Self-reliant India

“Self-reliant India” is an old wine in an old bottle, relabelled as new


When Prime Minister Narendra Modi arrived on the television screen at 8pm – his usual time to deliver theatrics to his hardcore fans – on May 12th 2020 to inform the country about the present stage of lockdown and its extension beyond May 17th 2020, people were eager to know about the new regulations and relaxations that his government will announce as Coronavirus (COVID-19) cases in India rose to 74,000, from 564 on March 24th when he announced a nationwide lockdown to curb the spread of the pandemic. But much to their dismay, rather than addressing the core issues of lockdown extension – which he left on the state governments – and the issue of the migrant workers being transported free of cost to their home states, the prime minister began marketing, what can be apparently called a new programme of his government, “Atmanirbhar Bharat” (self-reliant India). But a close analysis of this self-reliant India programme shows a pathetic attempt to relabel the old wine in an old bottle with new jargons.
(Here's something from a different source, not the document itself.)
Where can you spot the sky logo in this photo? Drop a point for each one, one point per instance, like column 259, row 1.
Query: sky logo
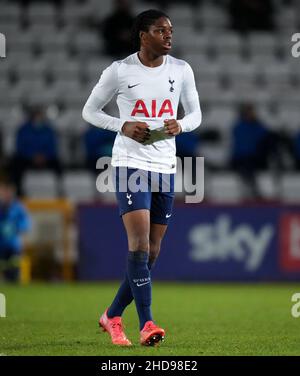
column 221, row 241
Jawaharlal Nehru, Modi’s favourite bête noire and India’s first prime minister, also envisioned a self-reliant India, albeit, riding on the shoulders of his Soviet and American masters. His vision of a planned economy with mixed-bag ownership, to pave the way for the development of the private sector, ie, the crony-comprador capitalists, who were crucial in fuelling the ship of the Congress party, was carried forward by his daughter and heir Indira Gandhi. Modi, despite loathing the duo for their inclination towards the “planned economy” model, took refuge to the same doctrine of self-reliance, which Nehru derived from MK Gandhi’s vision, without the feudal musings of a parochial model.

The dream of making an economically self-reliant India has been pursued with vigour since Nehru’s era, however, the entire campaign has always remained mere phrase-mongering. Nehru’s “self-reliant India” depended on American PL-480 wheat. Indian capitalism never developed freely and it’s dependent and tied with the global monopoly-finance capital-owned intricate web through multiple threads. From capital to technology, from components to market, the “self-reliant India” needs to look up to foreign forces for everything. Since 1991, when Dr Manmohan Singh launched his infamous liberalisation programme on behalf of the World Bank and the International Monetary Fund, breaking the Indian economy’s tryst with the Nehruvian “socialist” model, India began a journey on the path of liberalisation – privatisation – globalisation (LPG) in a globalised world.

This LPG model made India significant in the unipolar world order led by the US and its allies after the fall of the Soviet Union. Since 2000, India made gradual progress on the path of LPG by limiting the government’s role in the economy and allowing the big foreign corporations and their Indian lackeys to seize control of all resources and economic activities. Modi is a product of this school, as his Bharatiya Janata Party (BJP) vigorously pursued the neo-liberal economic model. For the BJP and the Congress, the goal has been identical, the approach differed. But the nostalgia of “self-reliant India” would return occasionally to tantalise the middle class. This time with the purpose of hiding Modi’s utmost failure in controlling the COVID-19 epidemic’s spread through the inhuman lockdown that threw millions of poor in utmost crisis and agony.

Modi’s “self-reliant India” is an idea plagiarised from Gandhi and Nehru to Indira. All it wants to do is dangle India’s cheap, rightless, enslaved and gagged working class, who will be soon stripped of their citizenship rights through the National Register of Citizens, to lure foreign capital to expand their existing capacity here and to set up new manufacturing units here, so that the BJP can earn some donations in lieu of its services. This “self-reliant India” will be a cosmetic foundation of jargons, which will be used to cover up the grotesque face of a neo-colonial system that Modi and his sycophants have strengthened to allow the big foreign capital plunder Indian labour, resources and market without any checks or barrier. This stinky, spurious old wine in an old bottle with a new label won’t help Modi to remain invincible forever.